I-Team: New York Takes Action on Two Fronts to Stop Panhandling Moms With Babies in Manhattan

State officials are taking action on two fronts to stop a group of women from using babies to panhandle throughout Manhattan, following a series of I-Team reports that found they may be involved in a coordinated scheme to exploit their children.

To this point, the NYPD has insisted its hands are tied because panhandling with children on city streets is not illegal.

State Senate co-leader Jeffrey Klein, a Democrat, has drafted a bill that would dust off some archaic language in New York State Cultural Affairs Law banning begging with babies and move it into the NY State Penal Law so that the NYPD can take action in these cases.
“I believe we need legislation to end this nefarious practice,” Klein told the I-Team, which he thanked for exposing "this outrageous situation, parents using their kids as human placards to panhandle to get money."

Under Klein’s bill, repeat offenders would face felony charges, as would anyone who attempts to recruit or convince another person beg with a child.

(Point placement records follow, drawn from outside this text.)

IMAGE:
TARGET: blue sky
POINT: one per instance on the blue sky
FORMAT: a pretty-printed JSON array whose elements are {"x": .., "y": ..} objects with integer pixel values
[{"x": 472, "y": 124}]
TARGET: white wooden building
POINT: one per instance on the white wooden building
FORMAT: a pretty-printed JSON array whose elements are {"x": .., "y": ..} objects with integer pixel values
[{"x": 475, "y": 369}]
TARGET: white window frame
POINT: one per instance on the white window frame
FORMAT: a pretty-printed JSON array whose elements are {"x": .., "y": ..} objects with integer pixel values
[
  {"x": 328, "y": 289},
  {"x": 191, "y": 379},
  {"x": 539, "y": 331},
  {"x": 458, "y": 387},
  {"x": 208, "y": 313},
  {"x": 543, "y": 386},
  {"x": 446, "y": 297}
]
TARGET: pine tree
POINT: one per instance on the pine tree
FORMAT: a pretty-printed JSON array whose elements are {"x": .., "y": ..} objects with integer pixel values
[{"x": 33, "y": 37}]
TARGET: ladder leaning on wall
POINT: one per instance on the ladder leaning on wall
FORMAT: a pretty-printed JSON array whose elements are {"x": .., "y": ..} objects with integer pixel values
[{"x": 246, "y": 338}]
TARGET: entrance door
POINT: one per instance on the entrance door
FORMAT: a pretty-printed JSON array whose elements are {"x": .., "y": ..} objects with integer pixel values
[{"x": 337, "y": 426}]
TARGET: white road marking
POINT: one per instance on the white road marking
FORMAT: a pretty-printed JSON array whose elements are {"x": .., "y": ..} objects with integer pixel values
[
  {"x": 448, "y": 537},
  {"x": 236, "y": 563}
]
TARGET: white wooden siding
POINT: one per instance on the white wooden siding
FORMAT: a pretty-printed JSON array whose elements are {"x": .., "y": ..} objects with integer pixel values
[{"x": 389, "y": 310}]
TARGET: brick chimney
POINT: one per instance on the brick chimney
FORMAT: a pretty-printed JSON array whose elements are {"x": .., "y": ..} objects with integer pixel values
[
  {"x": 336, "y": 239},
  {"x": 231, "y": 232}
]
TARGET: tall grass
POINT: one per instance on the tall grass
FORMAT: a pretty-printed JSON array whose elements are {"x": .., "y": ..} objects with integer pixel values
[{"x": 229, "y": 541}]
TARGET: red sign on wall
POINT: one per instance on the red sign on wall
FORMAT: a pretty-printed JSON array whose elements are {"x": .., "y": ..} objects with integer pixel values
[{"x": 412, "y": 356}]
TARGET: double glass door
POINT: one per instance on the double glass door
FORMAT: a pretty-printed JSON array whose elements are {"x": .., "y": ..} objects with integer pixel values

“If you’re turning this into a racket, and that’s what it is, then you have to be punished and I think punished to the fullest,” Klein said.

The I-Team first exposed the women working together last November -- commuting in groups with their young children, then splitting up to work long shifts on separate corners. Sometimes they were seen taking lunch breaks together.

Social service groups say they do not believe these women are homeless. They tell the I-Team they repeatedly refuse government help like shelter, food and welfare because they would rather collect cash on the street.

While the NYPD is sometimes approached by concerned New Yorkers, generally the most officers do is move the women. They just end up on different corners.

Richard Aborn of the Citizens Crime Commission said he disagrees with efforts to criminalize the panhandling practice exposed by the I-Team. He said he would prefer to see the NYPD and Administration for Children’s Services create a task force to treat it like a social issue, the same way they address the homeless.

“For me, the first concern is whether or not these women are being coerced into doing this with their kids," Aborn said. "If they are not, and they are doing it voluntarily, we then need to approach them, and see if we can get them the kind of resources and help that will stop this.”

The New York State Assembly has not yet weighed in on Klein’s proposal.

The I-Team asked Gov. Cuomo Monday what he thought about the practice.

“If a parent is not acting in the best interest of the child, that certainly would violate the law,” Cuomo said.

If the governor is suggesting professional panhandling amounts to neglect, the question becomes how his own child abuse hotline has been handling complaints about these women.

Since last year, the I-Team has been reporting that the child abuse hotline, the New York State Central Register, has been telling concerned callers they are unable to initiate a neglect investigation unless the callers can provide names and/or addresses of these women and children.

As recently as last Wednesday, Steve Zhu, a patent attorney who works in midtown told the I-Team he called the hotline to report a woman with a newborn he had seen on the hot sidewalk earlier in the day near Bryant Park.

Zhu recounted his conversation with the call taker.

“He said he had a problem in registering this case within the system because first, I don’t have a name, second I don’t have an address for this mother and child, third I don’t have the child’s gender," Zhu said. " We founded this hotline to solve a problem and they’re not solving the problem.”

The same day the I-Team asked the governor about the ongoing practice of panhandling with children, the I-Team learned the hotline changed its procedure.

"Since your last report two weeks ago, we have received about a half a dozen calls," State Spokeswoman Monica Mahaffey said. "On Monday, we instructed our hotline call takers to gather and report as much information as possible to ACS in the hopes of developing a pattern that will enable investigators to locate and investigate the individuals panhandling with children.”